When U.S. apparel manufacturing re-enters the industry spotlight as "AI plus robotics," a frequently overlooked fact is that this technology aims to bypass the most labor-intensive step in global textiles: sewing. In September 2026, Newark, California-based CreateMe Technologies announced three executive appointments to accelerate commercialization of its automated garment production system. The company focuses on bonding and robotics rather than traditional needle-and-thread sewing, suggesting a potential shift in the underlying manufacturing process.
Background
Public information indicates that CreateMe Technologies is an AI robotics firm pioneering automated apparel manufacturing, using advanced bonding to replace stitching and robots to assemble garment panels. The new vice president of commercialization and vice president of people and business operations roles signal a clear message: the technology validation phase is over, and the next challenge is scaling production and winning customers.
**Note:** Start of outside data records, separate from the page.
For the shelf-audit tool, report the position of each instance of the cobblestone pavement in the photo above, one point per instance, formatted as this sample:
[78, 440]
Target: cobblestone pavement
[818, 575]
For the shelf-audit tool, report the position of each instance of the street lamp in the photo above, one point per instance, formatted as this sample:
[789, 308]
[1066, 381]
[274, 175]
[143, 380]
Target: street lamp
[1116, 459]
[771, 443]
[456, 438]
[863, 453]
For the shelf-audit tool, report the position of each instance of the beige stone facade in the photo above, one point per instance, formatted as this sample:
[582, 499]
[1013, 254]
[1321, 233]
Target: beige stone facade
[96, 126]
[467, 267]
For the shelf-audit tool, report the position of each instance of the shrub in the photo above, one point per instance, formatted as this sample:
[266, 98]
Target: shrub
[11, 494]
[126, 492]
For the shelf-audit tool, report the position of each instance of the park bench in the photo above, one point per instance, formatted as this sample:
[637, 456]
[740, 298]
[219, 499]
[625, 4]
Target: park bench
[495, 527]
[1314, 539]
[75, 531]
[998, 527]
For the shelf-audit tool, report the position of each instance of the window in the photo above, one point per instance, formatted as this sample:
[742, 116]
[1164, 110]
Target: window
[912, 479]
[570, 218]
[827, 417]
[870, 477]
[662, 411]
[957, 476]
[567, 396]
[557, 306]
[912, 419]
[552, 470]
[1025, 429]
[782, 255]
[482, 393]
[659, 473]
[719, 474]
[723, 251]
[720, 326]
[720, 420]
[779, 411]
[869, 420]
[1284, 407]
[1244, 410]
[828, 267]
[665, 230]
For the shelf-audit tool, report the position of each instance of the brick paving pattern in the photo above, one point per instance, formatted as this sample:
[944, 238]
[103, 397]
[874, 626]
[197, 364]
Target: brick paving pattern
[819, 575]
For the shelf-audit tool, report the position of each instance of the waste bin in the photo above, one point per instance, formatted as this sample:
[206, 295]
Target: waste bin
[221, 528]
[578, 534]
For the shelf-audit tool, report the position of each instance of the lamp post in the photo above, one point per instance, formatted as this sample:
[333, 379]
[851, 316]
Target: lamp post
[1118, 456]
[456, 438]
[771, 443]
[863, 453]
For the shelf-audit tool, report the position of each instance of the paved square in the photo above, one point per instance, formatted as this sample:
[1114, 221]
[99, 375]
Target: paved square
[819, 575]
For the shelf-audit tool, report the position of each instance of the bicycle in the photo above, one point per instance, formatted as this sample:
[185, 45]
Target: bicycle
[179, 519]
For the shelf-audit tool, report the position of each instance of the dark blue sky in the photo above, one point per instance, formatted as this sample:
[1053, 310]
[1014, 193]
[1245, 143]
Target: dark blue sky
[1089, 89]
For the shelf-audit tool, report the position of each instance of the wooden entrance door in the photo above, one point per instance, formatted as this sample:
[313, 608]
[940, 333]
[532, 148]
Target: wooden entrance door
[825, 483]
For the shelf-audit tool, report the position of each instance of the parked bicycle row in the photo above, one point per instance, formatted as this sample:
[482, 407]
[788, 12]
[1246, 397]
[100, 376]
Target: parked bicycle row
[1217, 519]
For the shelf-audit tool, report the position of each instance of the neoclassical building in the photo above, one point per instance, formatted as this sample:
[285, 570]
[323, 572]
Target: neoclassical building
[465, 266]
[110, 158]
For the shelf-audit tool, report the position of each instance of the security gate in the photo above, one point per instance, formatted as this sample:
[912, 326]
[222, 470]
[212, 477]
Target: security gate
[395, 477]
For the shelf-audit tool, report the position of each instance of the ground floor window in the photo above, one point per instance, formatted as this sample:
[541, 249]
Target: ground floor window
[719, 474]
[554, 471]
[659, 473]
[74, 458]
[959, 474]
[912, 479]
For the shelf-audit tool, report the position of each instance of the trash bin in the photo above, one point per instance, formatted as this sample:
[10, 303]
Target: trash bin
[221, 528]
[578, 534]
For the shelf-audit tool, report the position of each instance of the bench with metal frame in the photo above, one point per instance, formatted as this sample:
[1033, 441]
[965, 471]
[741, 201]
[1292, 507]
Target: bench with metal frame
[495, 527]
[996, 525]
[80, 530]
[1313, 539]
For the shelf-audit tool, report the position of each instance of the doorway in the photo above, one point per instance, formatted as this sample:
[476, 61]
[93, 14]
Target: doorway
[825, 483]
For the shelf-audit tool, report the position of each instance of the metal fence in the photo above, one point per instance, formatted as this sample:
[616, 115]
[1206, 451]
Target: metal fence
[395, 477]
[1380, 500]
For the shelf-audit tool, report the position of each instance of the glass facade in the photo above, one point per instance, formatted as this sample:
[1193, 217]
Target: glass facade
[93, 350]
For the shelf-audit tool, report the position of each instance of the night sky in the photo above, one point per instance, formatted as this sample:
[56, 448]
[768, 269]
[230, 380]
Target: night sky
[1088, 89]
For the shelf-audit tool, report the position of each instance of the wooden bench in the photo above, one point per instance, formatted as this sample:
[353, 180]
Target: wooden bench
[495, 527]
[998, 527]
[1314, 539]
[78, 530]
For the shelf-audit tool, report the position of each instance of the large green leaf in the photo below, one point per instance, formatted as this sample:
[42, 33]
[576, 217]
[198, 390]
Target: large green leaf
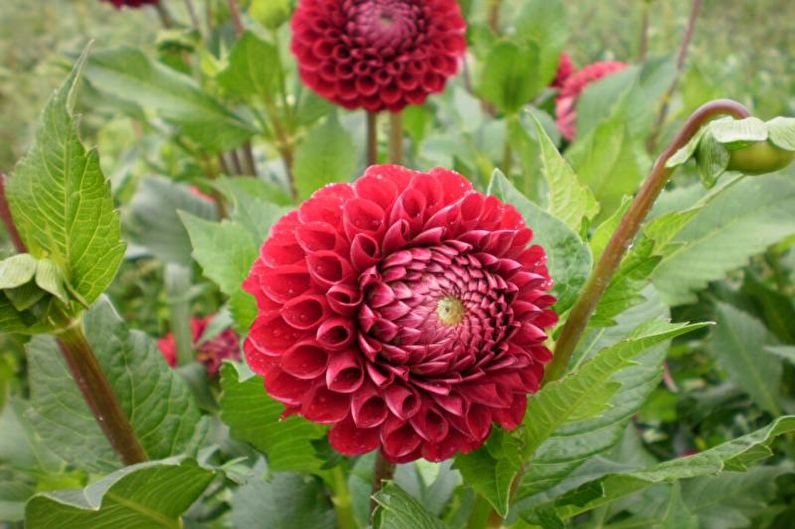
[569, 199]
[155, 224]
[398, 510]
[130, 75]
[255, 417]
[738, 343]
[285, 501]
[736, 224]
[326, 155]
[157, 401]
[569, 259]
[145, 496]
[62, 202]
[734, 455]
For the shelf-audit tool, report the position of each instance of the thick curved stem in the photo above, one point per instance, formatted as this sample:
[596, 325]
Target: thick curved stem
[604, 270]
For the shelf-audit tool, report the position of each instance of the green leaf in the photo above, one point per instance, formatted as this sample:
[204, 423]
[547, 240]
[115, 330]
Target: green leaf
[735, 455]
[254, 417]
[569, 199]
[253, 68]
[569, 260]
[735, 225]
[130, 75]
[225, 252]
[326, 155]
[781, 133]
[62, 202]
[738, 342]
[285, 501]
[157, 401]
[155, 224]
[398, 510]
[509, 76]
[145, 496]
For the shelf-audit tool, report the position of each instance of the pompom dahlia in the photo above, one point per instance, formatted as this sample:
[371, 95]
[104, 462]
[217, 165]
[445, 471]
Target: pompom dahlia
[566, 69]
[566, 103]
[211, 353]
[407, 310]
[378, 54]
[130, 3]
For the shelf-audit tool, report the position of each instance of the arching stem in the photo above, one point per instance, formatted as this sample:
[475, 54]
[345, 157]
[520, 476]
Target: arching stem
[604, 270]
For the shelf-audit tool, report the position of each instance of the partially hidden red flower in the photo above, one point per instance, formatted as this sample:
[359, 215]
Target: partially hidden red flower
[566, 103]
[407, 310]
[211, 353]
[130, 3]
[378, 54]
[566, 69]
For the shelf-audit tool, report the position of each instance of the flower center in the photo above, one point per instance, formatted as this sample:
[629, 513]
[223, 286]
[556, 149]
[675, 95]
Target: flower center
[450, 310]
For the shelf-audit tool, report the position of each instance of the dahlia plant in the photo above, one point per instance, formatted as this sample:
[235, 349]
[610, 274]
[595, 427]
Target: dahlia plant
[476, 345]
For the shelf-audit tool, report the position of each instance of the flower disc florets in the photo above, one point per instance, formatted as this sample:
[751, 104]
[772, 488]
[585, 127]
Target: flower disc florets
[407, 310]
[378, 54]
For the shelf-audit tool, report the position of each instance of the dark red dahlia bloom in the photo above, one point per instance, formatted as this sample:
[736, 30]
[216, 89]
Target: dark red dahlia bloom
[566, 69]
[211, 353]
[566, 103]
[407, 310]
[130, 3]
[378, 54]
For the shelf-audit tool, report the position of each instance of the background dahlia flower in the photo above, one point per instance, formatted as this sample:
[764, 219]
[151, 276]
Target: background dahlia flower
[378, 54]
[566, 103]
[407, 310]
[130, 3]
[211, 353]
[566, 69]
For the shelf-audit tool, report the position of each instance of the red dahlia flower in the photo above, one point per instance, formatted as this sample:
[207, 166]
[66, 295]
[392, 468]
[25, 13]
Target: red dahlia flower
[407, 310]
[211, 353]
[566, 103]
[566, 69]
[130, 3]
[378, 54]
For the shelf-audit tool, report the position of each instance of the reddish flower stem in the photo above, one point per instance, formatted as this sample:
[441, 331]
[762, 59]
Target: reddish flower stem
[395, 137]
[8, 220]
[372, 138]
[604, 270]
[382, 470]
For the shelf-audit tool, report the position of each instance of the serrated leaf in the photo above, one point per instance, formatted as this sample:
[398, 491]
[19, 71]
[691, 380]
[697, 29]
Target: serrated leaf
[569, 260]
[155, 224]
[781, 133]
[740, 222]
[254, 417]
[282, 502]
[253, 67]
[736, 454]
[737, 342]
[157, 401]
[130, 75]
[326, 155]
[569, 199]
[144, 496]
[61, 201]
[398, 510]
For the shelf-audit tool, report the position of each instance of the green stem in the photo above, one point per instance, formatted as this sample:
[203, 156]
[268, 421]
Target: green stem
[98, 393]
[342, 500]
[396, 137]
[622, 238]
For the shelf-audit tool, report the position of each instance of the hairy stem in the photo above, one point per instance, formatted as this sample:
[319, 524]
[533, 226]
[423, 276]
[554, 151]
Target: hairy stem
[98, 394]
[396, 137]
[372, 138]
[382, 470]
[8, 220]
[622, 238]
[680, 65]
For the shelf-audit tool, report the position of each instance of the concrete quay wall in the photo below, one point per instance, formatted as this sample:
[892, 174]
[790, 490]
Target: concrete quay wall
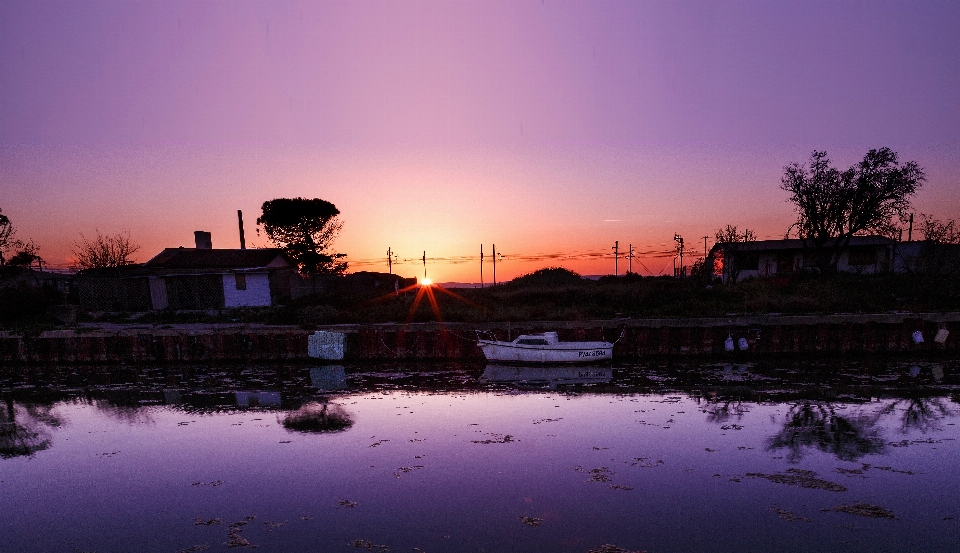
[634, 338]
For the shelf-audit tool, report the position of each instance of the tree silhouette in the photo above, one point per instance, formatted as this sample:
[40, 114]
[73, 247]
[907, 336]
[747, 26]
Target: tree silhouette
[816, 425]
[306, 229]
[104, 251]
[833, 206]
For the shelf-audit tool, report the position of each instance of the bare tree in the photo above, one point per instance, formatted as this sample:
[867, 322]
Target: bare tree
[939, 232]
[7, 235]
[735, 244]
[833, 206]
[104, 251]
[27, 252]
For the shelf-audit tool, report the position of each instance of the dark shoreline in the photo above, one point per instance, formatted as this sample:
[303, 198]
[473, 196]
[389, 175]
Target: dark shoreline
[766, 335]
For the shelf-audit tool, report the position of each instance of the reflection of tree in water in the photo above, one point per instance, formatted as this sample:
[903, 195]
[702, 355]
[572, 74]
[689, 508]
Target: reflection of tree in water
[817, 425]
[127, 414]
[23, 428]
[323, 417]
[720, 410]
[920, 413]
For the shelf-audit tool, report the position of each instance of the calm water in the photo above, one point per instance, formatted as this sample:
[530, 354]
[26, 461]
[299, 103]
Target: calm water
[834, 456]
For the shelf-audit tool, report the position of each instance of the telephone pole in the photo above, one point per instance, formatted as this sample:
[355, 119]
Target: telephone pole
[616, 256]
[481, 265]
[679, 240]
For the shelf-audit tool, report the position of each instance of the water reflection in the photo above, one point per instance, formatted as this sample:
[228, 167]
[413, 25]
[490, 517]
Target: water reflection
[921, 413]
[318, 418]
[547, 377]
[329, 378]
[817, 425]
[24, 428]
[445, 458]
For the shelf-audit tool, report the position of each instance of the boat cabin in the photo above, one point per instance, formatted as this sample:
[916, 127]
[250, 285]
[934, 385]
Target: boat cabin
[545, 339]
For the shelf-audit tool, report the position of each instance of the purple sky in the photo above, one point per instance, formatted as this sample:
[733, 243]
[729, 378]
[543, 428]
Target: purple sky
[544, 127]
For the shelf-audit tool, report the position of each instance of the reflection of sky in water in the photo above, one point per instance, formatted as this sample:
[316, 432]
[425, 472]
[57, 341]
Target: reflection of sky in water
[135, 478]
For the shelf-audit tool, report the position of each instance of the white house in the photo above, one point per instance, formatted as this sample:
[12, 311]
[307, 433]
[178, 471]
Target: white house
[767, 258]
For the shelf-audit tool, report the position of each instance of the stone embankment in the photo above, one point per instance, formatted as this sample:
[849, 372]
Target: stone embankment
[634, 338]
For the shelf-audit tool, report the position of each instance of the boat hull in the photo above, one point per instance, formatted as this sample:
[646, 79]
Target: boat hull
[563, 352]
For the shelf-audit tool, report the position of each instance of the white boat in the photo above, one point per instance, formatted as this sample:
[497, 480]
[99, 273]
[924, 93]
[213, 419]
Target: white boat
[545, 348]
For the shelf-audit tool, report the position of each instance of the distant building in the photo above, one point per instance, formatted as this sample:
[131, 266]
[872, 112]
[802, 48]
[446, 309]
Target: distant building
[204, 278]
[182, 278]
[769, 258]
[191, 278]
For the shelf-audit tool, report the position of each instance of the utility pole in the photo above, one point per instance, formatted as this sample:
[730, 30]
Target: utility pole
[679, 240]
[616, 255]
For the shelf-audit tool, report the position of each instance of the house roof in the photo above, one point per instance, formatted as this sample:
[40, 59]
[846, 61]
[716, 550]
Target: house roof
[797, 244]
[190, 258]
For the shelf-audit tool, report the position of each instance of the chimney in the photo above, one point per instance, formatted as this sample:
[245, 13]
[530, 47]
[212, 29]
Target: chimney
[203, 240]
[243, 243]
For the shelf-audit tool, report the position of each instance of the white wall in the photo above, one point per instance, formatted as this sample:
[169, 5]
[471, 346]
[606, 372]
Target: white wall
[256, 294]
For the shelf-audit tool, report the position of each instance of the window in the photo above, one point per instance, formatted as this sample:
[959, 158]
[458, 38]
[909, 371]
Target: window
[746, 261]
[863, 255]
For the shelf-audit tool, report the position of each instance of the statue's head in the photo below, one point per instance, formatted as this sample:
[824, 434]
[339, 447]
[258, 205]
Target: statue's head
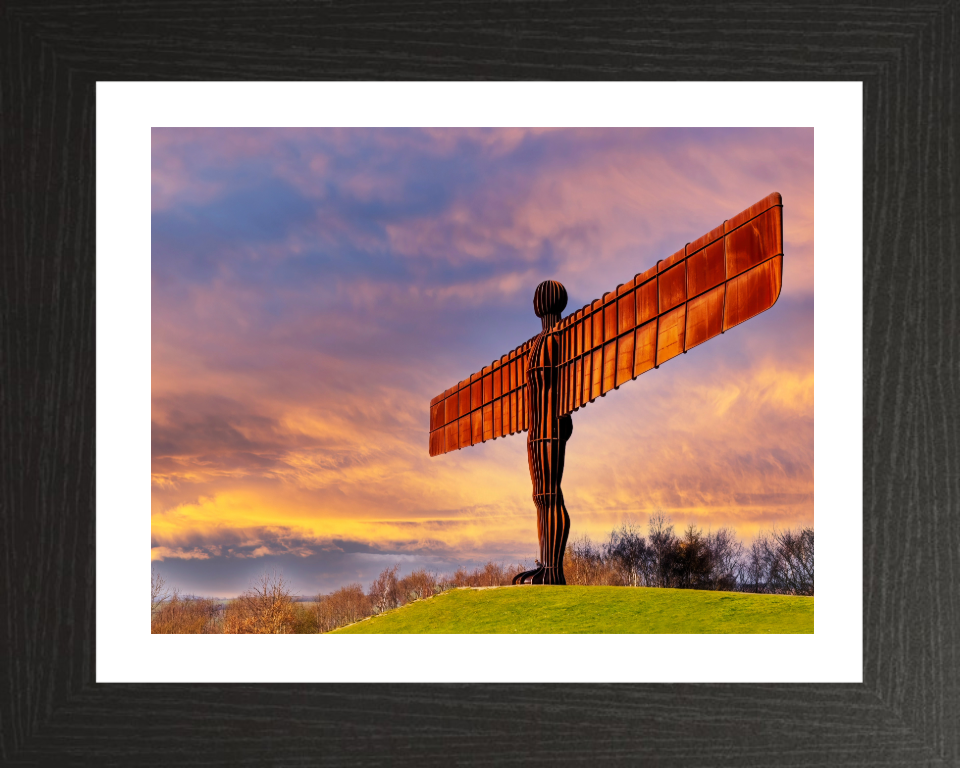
[549, 301]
This development occurs against a backdrop of deep restructuring in global apparel supply chains. With high U.S. labor costs, garment production has long relied on overseas contractors. If AI-driven manufacturing can achieve flexible production without increasing headcount, it could challenge the old logic that low-cost labor determines production location. For traditional exporting countries in Southeast Asia and South Asia, this is not a distant sci-fi narrative but a variable that could shift order flows.
Industry Impact
At the process level, bonding replacing sewing is not new. Outdoor brands often use heat-pressed tapes for seams, but full-garment bonding involves complex engineering issues such as fabric compatibility, adhesive durability, and wearing comfort. CreateMe's progress suggests that such technologies are moving from accessory applications to entire garment manufacturing. For upstream fabric suppliers, this is a signal to prepare: if robotic garment making becomes widespread, fabrics must not only meet aesthetic and functional requirements but also offer bondability and heat-resistance properties.
For buyers, the commercialization of AI garment manufacturing may first impact replenishment speed and local production. Imagine a scenario where a brand deploys robotic lines in the U.S., reducing the fabric-to-garment cycle to days without transoceanic shipping. This could greatly ease inventory pressure but also weaken the advantages of traditional offshore mass production. Buyers need to re-evaluate supplier portfolios, balancing overseas cost advantages against local responsiveness.
For export factories, the challenge is more direct. If U.S. brands reshore some categories to domestic AI lines, Southeast Asian factories relying on sewing labor could face order diversion. However, in the short term, AI manufacturing remains limited by product type—complex designs, stretch fabrics, and fine craftsmanship may not be fully automated. Exporters should monitor which categories are first to be "machine-taken" and adjust capacity and pricing strategies accordingly.